The mission of the Lane Center is to enable--to catalyze-- a transition to where robotics and machine learning are at the center of how biological research is done.
You use the term "active learning" to describe some of the work being done at the Lane Center. What does that mean?
Active learning describes an iterative process where a computer analyzes the elements of a dataset, tries to build an model to predict the results of experiments that haven't been done, and chooses key experiments to generate new data with the goal of improving the model until it can accurately predict all results without doing all possible experiments. In some sense, it removes traditional hypothesizing from the mix.
This is a very informative point to make--in traditional methods, you want to pick a hypothesis and prove that hypothesis is right. In active learning, you don't want to verify the hypothesis that you're already pretty sure is right--you want to test the hypotheses that aren't right, because those are the ones that will help you improve the model. Verifying hypotheses in which you already have high confidence isn't going to help you improve the model.
Why are these models more useful than, say, performing clinical trials on real patients?
Well, you might run clinical trials to see, for example, whether you have a statistically significant difference between "drug" and "no drug." But sometimes the effect is very small--maybe a 3 percent change. And the issue of side effects isn't examined until after a drug is approved.
Or, sometimes you have studies on one drug in one biological pathway that are run in parallel to studies of other drugs in other biological pathways. But the two studies don't inform each other, and those two drugs in combination create side effects. There are too many possible experiments to do.
That's where we see the need for ways to design the appropriate experiments to collect enough data to support much more thorough avenues to questions of whether a particular drug is an appropriate treatment for a particular disease. One of our goals now is to create detailed models of tissues that can predict effects, without necessarily measuring them.
Why is this work important to a doctor--or to a patient?
I'll give you the standard answer a basic scientist will give you--we're trying to learn the ways that clinical practice can be improved.
The FDA right now will not approve a drug without receiving a clear understanding of how the mechanism works. That concept comes from a time when we thought biology was much simpler than it actually is. Biological systems are incredibly complex, and therefore being able to make statements about "why something works" from a mechanistic standpoint is extremely difficult to do.
With machine learning techniques, we can create and evaluate models of drug efficiency from a sound statistical basis, without having to reduce it to a simple statement of "this drug affects the catalysis of A to B," because the model may determine the drug actually has 13 different effects.

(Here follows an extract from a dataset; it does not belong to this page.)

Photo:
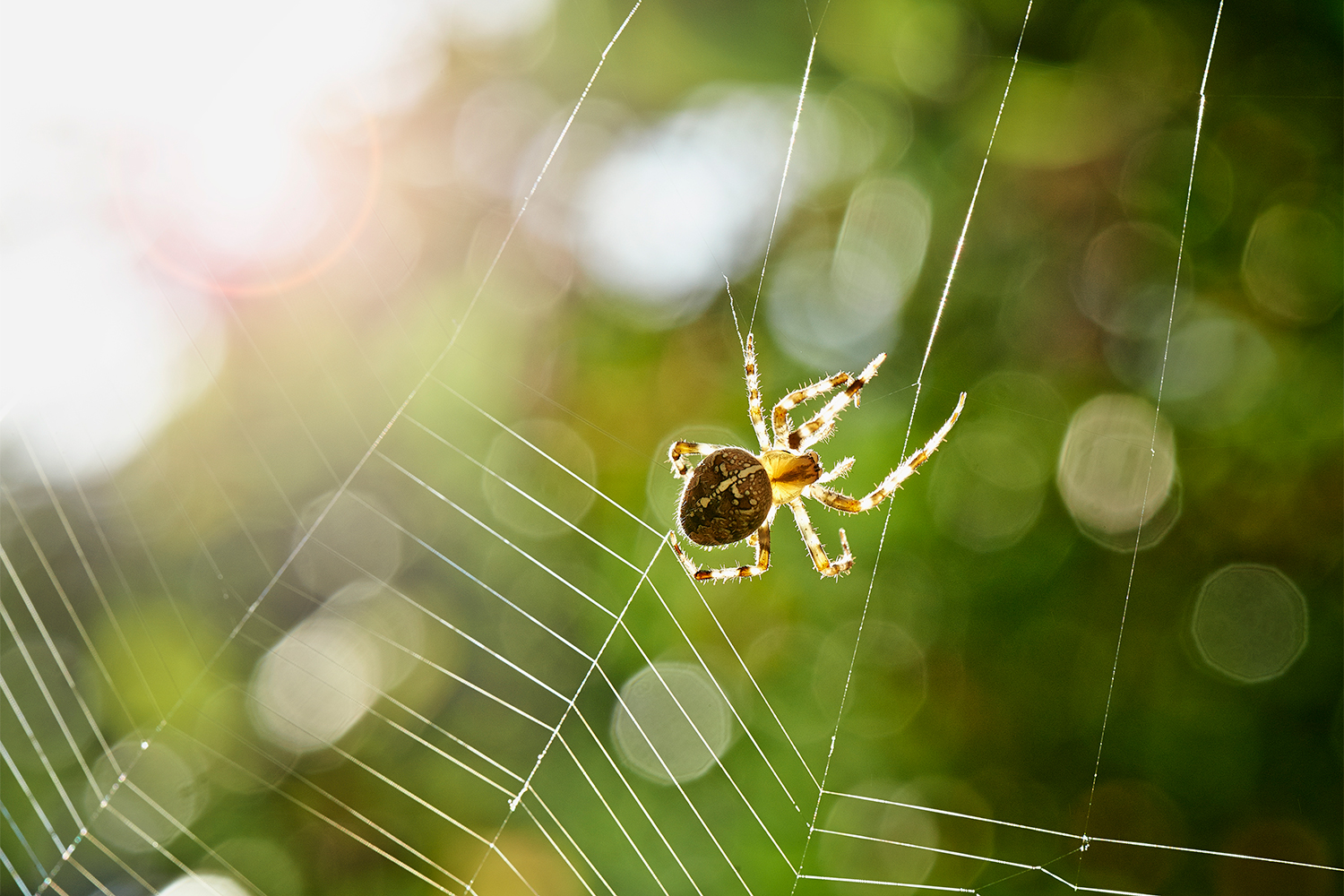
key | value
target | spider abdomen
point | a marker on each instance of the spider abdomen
(726, 498)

What motivates today's students to pursue computational biology?
A lot of students are motivated because of things they see or read in the news.
We're in an era when the opportunities for biomedical research--while also tackling significant computer science challenges--are enormous. And let's face it--the ways that we humans work is a fascinating subject for us.
So we've been looking at the educational offerings of the Lane Center, and we already have two new initiatives there. The first is a master's of science in biotechnology, innovation and computing, which we're offering jointly with the Language Technologies Institute.
And we've initiated a new minor for undergraduates in computational biology, which is currently working its way through the review process. We're planning to bring that online in fall 2011.